In the late 80s, a number of Severn Trent wastewater treatment sites had investment, improvements and upgrades and Eric, along with a team including Ben Green, Paul Griffin and other Severn Trent engineering staff took on the challenge to make sure that RBCs combined with reed beds were a viable project and saw them working with Cranfield University School of Mechanical Engineering. 

It became a labour of love for the team, and it paid off as Severn Trent continues to use RBCs combined with reed beds at 163 sites more than 30 years after they were first introduced. Not only that, but the environmental aspects have also been recognised over the years, as the sites had, as intended, become more a haven for wildlife than a vehicle for treating sewage.

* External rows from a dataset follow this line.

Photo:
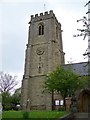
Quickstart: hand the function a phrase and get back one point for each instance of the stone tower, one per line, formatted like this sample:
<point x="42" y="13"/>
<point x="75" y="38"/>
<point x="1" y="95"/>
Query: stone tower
<point x="44" y="53"/>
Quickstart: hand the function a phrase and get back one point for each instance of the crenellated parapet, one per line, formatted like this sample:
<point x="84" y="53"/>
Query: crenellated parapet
<point x="43" y="16"/>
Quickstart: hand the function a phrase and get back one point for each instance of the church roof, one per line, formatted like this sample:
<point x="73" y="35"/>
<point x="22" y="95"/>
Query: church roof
<point x="77" y="68"/>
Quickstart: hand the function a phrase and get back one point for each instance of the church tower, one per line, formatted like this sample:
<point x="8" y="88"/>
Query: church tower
<point x="44" y="53"/>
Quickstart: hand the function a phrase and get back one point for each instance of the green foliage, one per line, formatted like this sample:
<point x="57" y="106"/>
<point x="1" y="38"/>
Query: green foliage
<point x="6" y="101"/>
<point x="63" y="81"/>
<point x="34" y="114"/>
<point x="10" y="102"/>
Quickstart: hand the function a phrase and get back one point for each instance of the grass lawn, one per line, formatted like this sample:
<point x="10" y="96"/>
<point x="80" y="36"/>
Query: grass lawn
<point x="40" y="115"/>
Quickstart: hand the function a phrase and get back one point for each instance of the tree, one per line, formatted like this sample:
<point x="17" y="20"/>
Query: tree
<point x="7" y="82"/>
<point x="7" y="85"/>
<point x="64" y="82"/>
<point x="15" y="99"/>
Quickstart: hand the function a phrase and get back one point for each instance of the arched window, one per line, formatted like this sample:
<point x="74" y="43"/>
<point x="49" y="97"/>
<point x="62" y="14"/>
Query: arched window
<point x="41" y="29"/>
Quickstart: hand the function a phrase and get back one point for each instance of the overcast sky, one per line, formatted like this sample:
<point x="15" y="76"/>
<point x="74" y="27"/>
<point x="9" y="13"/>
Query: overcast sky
<point x="14" y="18"/>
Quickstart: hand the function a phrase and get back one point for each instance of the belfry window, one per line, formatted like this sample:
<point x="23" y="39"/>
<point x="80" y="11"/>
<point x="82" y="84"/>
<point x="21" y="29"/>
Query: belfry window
<point x="41" y="29"/>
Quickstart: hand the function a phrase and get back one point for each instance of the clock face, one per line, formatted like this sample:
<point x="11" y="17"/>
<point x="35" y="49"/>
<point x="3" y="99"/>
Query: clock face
<point x="40" y="51"/>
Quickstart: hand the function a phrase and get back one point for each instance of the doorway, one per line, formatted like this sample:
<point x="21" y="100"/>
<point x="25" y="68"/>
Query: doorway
<point x="84" y="99"/>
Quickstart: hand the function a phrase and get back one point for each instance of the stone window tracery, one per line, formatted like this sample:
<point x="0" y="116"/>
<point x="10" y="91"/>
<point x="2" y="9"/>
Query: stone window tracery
<point x="41" y="29"/>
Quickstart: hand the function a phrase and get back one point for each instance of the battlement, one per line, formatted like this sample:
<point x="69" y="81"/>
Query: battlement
<point x="42" y="16"/>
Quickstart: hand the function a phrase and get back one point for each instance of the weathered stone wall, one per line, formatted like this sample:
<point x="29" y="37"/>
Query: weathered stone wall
<point x="43" y="54"/>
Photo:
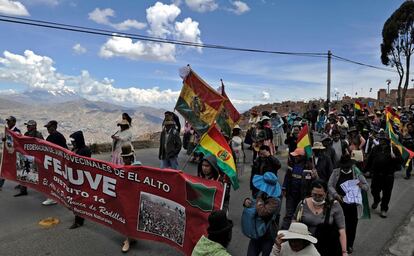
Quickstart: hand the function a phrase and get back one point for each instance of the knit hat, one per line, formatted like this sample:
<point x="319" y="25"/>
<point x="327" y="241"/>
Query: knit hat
<point x="218" y="222"/>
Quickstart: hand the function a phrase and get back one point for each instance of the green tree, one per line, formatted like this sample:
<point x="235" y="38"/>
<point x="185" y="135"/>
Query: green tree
<point x="397" y="45"/>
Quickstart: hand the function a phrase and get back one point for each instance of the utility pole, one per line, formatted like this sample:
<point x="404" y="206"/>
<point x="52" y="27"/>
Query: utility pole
<point x="328" y="96"/>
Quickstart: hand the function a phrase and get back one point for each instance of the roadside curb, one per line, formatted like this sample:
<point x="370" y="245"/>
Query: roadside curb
<point x="402" y="243"/>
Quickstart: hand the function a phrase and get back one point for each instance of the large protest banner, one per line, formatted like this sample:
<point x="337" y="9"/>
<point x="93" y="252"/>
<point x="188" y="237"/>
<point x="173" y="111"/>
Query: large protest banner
<point x="138" y="201"/>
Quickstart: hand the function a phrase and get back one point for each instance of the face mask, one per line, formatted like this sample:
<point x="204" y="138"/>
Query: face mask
<point x="318" y="200"/>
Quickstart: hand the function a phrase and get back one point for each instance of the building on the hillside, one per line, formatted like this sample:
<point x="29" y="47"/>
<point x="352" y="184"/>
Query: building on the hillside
<point x="391" y="98"/>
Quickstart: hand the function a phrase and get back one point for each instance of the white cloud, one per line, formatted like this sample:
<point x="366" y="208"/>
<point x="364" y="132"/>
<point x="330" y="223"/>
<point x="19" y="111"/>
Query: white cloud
<point x="101" y="16"/>
<point x="160" y="18"/>
<point x="10" y="7"/>
<point x="239" y="7"/>
<point x="202" y="5"/>
<point x="265" y="95"/>
<point x="125" y="47"/>
<point x="162" y="24"/>
<point x="79" y="49"/>
<point x="38" y="72"/>
<point x="43" y="2"/>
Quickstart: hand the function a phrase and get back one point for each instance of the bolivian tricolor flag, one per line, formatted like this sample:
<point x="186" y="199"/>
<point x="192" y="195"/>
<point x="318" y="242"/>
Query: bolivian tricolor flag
<point x="406" y="154"/>
<point x="392" y="116"/>
<point x="304" y="141"/>
<point x="198" y="103"/>
<point x="358" y="105"/>
<point x="229" y="116"/>
<point x="213" y="143"/>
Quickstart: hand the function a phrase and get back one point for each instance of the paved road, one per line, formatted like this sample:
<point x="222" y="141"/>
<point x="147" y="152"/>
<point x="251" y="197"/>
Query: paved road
<point x="21" y="235"/>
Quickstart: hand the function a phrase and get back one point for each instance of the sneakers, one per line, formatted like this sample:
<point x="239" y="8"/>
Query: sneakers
<point x="125" y="246"/>
<point x="49" y="202"/>
<point x="75" y="225"/>
<point x="22" y="193"/>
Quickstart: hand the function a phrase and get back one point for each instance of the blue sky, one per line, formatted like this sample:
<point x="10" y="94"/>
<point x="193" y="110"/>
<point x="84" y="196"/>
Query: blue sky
<point x="131" y="72"/>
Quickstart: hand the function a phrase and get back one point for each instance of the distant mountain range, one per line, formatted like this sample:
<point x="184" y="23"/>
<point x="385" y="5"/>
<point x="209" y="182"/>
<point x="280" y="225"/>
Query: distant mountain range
<point x="97" y="120"/>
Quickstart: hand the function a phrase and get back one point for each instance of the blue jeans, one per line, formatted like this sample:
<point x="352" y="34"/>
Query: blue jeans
<point x="171" y="163"/>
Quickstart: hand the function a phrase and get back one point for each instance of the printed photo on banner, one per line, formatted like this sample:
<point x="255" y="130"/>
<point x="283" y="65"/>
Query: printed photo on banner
<point x="9" y="144"/>
<point x="162" y="217"/>
<point x="26" y="169"/>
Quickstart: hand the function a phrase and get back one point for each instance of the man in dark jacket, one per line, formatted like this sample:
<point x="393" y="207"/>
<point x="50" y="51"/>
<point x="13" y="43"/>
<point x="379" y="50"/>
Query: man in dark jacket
<point x="323" y="164"/>
<point x="264" y="163"/>
<point x="31" y="132"/>
<point x="383" y="161"/>
<point x="79" y="147"/>
<point x="11" y="124"/>
<point x="57" y="138"/>
<point x="170" y="145"/>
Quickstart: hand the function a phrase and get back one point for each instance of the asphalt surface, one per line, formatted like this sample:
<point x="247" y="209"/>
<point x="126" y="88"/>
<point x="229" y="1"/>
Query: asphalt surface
<point x="20" y="233"/>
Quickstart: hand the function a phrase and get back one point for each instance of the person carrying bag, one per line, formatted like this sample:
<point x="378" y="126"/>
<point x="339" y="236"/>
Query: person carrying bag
<point x="259" y="215"/>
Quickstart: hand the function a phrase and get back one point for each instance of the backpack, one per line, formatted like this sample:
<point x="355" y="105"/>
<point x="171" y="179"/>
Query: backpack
<point x="253" y="226"/>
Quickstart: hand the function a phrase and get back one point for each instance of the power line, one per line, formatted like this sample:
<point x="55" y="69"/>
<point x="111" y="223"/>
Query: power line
<point x="88" y="30"/>
<point x="362" y="64"/>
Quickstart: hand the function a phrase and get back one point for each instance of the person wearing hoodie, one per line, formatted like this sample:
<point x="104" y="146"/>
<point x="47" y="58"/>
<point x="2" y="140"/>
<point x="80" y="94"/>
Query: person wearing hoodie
<point x="209" y="169"/>
<point x="80" y="148"/>
<point x="219" y="236"/>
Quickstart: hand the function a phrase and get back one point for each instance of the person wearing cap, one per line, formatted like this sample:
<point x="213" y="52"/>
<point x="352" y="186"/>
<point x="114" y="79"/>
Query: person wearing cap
<point x="265" y="122"/>
<point x="79" y="147"/>
<point x="331" y="125"/>
<point x="11" y="125"/>
<point x="352" y="211"/>
<point x="219" y="236"/>
<point x="321" y="121"/>
<point x="339" y="146"/>
<point x="57" y="138"/>
<point x="297" y="241"/>
<point x="325" y="220"/>
<point x="128" y="158"/>
<point x="209" y="169"/>
<point x="408" y="142"/>
<point x="121" y="137"/>
<point x="296" y="184"/>
<point x="268" y="206"/>
<point x="170" y="144"/>
<point x="265" y="162"/>
<point x="168" y="115"/>
<point x="277" y="129"/>
<point x="32" y="131"/>
<point x="323" y="164"/>
<point x="291" y="139"/>
<point x="237" y="146"/>
<point x="384" y="160"/>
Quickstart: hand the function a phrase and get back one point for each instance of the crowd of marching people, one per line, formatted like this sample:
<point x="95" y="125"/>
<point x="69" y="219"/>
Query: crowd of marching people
<point x="325" y="186"/>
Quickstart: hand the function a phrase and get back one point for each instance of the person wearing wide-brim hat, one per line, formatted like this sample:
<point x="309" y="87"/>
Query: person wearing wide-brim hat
<point x="296" y="241"/>
<point x="121" y="137"/>
<point x="352" y="211"/>
<point x="267" y="207"/>
<point x="237" y="146"/>
<point x="219" y="236"/>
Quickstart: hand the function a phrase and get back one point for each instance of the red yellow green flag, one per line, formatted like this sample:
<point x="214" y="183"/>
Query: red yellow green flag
<point x="213" y="143"/>
<point x="358" y="105"/>
<point x="392" y="116"/>
<point x="406" y="154"/>
<point x="198" y="103"/>
<point x="304" y="141"/>
<point x="229" y="116"/>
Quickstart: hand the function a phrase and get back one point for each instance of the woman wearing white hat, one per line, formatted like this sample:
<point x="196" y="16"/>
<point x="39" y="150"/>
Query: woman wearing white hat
<point x="297" y="241"/>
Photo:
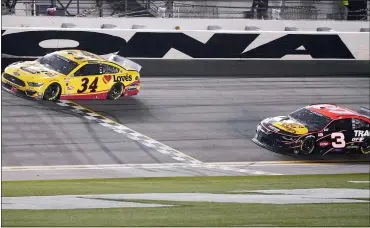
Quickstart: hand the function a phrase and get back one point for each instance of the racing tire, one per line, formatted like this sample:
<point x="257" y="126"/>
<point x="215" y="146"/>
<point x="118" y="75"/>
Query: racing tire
<point x="116" y="91"/>
<point x="308" y="145"/>
<point x="53" y="92"/>
<point x="365" y="147"/>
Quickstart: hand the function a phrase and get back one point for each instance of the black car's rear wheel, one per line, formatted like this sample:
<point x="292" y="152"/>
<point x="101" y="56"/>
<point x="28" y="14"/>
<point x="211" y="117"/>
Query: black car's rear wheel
<point x="116" y="91"/>
<point x="52" y="92"/>
<point x="365" y="146"/>
<point x="308" y="145"/>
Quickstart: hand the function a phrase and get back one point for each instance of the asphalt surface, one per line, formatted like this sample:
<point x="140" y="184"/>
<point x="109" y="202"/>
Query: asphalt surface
<point x="178" y="170"/>
<point x="211" y="120"/>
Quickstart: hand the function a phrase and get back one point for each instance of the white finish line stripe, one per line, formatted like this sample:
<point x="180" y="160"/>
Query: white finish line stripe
<point x="143" y="140"/>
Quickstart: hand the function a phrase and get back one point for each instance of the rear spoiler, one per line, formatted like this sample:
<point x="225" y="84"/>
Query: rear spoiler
<point x="364" y="111"/>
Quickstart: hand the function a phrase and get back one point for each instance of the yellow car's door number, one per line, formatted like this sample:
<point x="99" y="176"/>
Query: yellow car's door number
<point x="93" y="86"/>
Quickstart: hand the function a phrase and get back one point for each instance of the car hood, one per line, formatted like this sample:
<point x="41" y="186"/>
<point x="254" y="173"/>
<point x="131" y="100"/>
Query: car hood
<point x="31" y="71"/>
<point x="285" y="125"/>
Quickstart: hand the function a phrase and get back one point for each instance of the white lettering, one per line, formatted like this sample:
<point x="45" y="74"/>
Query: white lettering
<point x="361" y="133"/>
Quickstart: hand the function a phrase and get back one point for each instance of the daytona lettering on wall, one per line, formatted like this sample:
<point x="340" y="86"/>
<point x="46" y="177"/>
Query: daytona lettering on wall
<point x="21" y="43"/>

One of the pinnacles of the project was when Princess Anne visited to Severn Trent’s Avening site in Gloucestershire. The Princess was given a tour of the site, learned how the process worked and while there, also officially opened the site, which had not long been completed.

Eric said: “The project gained us international acclaim and showcased Severn Trent as a driver of innovation in the water sector. But the visit of Princess Anne to Avening Sewage Treatment Works was the cherry on top of it all.

“Although it was a rush to get everything ready as we only had six days to get the reed beds completed and done in time for the visit, but we got everything sorted and she was very impressed with everything that was being done.” 

Bob Stear, Chief Engineer from Severn Trent, added: “Eric and the team led the way with nature-based solutions which has informed so much work and innovation over the past 30 years. Their perseverance and determination in getting this project off the ground and making it work, has meant that we have been able to make great strides for the future and we cannot thank them enough.”

Working with Cranfield University on mechanical engineering specification, Cranfield’s engineer had industrial experience in rotating machinery as practical engineering experience in rotating machinery was essential.

Eric added: “This turned out to be a major project that was extremely technical, we developed several simple innovations to achieve a consistently clear standard at all rates of flow including storm water and long life. It was very important to get the hydraulic, process parameters and speed of rotation correct, if the process was to be successful – and it was!”

Back in the 80’s the then-named Severn Trent Water Authority was into its second decade as a company after it had being formed from dozens of local water authorities and corporations; inheriting and becoming custodians of some of the most vital bits of infrastructure in the country; and looking ahead to investing in and serving millions over the years to come.